Writel (oldcr2, port-> membase + MXC_UARTUCR2 );
Writel (old3303, port-> membase + mxc_uartu3303 );
}
/*!
* This function is called to write the console messages through the UART port.
*
* @ Param co the console structure
* @ Param s the log message to be written to the UART
* @ Param count length of the message
*/
Void _ init early_mxcuart_console_write (struct console * co, const char * s,
U_int count)
{
Struct uart_port * port = & mxc_early_device.port;
Unsigned int status, oldcr1, oldcr2, oldconvention 3, cr2, and so on;
/*
* First save the control registers and then disable the interrupts
*/
Oldcr1 = readl (port-> membase + MXC_UARTUCR1); // read the values of the current three serial control registers
Oldcr2 = readl (port-> membase + MXC_UARTUCR2 );
Old32a = readl (port-> membase + mxc_uartu3303 );
Cr2 =
Oldcr2 &~ (MXC_UARTUCR2_ATEN | MXC_UARTUCR2_RTSEN | // initialize the serial register value
MXC_UARTUCR2_ESCI );
32a =
Oldconvention 3 &~ (MXC_UARTUCR3_DCD | MXC_UARTUCR3_RI |
MXC_UARTUCR3_DTRDEN );
Writel (MXC_UARTUCR1_UARTEN, port-> membase + MXC_UARTUCR1); // enable serial port
Writel (cr2, port-> membase + MXC_UARTUCR2); // configure the Register
Writel (32a, port-> membase + mxc_uartu3303 );
/* Transmit string */
Uart_lele_write (port, s, count, mxcuart_console_write_char); // send data
/*
* Finally, wait for the transmitter to become empty
*/
Do {
Status = readl (port-> membase + MXC_UARTUSR2 );
} While (! (Status & MXC_UARTUSR2_TXDC ));
/*
* Restore the control registers
*/
Writel (oldcr1, port-> membase + MXC_UARTUCR1); // restores the serial register value.

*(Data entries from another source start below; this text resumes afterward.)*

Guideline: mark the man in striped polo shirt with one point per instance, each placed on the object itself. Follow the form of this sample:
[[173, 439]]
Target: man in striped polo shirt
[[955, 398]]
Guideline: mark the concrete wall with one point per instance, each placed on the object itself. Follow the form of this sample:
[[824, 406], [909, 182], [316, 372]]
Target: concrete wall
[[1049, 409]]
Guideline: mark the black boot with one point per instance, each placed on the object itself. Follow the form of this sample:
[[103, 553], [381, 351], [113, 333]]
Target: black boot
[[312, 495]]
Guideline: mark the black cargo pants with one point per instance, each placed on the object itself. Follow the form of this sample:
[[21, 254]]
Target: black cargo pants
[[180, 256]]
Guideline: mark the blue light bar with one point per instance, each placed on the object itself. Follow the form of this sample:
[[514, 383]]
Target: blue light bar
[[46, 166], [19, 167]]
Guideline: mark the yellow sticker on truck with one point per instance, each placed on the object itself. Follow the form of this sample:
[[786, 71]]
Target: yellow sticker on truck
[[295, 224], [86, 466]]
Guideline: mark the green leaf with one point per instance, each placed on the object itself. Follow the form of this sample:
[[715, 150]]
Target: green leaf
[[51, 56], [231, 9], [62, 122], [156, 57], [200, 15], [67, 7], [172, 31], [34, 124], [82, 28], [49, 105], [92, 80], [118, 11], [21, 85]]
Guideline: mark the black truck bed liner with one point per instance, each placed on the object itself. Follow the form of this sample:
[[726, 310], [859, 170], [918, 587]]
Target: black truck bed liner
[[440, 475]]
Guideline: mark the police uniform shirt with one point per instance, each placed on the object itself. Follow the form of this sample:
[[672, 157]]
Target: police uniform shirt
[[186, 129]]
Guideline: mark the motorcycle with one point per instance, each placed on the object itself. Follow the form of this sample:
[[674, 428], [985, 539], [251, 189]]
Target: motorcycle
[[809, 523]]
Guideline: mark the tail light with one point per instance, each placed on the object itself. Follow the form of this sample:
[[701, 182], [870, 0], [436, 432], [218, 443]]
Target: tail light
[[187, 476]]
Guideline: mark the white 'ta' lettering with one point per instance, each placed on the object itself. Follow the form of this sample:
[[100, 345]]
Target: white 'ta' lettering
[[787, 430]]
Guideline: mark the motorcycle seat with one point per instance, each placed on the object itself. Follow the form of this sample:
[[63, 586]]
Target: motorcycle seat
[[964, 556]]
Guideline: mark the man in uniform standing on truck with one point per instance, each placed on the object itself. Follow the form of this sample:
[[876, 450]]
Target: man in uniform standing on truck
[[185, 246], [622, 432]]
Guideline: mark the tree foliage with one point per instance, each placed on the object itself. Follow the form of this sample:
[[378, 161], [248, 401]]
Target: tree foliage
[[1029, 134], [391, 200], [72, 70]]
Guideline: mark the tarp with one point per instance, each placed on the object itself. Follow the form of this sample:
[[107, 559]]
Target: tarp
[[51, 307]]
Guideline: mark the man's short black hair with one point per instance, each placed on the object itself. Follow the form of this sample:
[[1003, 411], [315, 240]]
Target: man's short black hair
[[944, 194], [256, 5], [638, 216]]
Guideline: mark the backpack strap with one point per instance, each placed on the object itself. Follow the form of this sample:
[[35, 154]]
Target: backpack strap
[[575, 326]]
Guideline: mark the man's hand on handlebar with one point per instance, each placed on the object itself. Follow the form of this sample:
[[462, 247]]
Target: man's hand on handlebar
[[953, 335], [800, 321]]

Writel (oldcr2, port-> membase + MXC_UARTUCR2 );
Writel (old3303, port-> membase + mxc_uartu3303 );
}
Reading from this function, it first saves the value of the serial control register, and then initializes it to conform to the console. After the data is sent, the original data is restored.
The purpose of this operation is that if we load the serial port driver, the console configuration may be disrupted.
We cannot configure the serial driver, so the best way is to re-configure the serial port for each data transmission and restore the previous configuration after sending.
The first part of console initialization has been completed. We can know how the console works without a file system.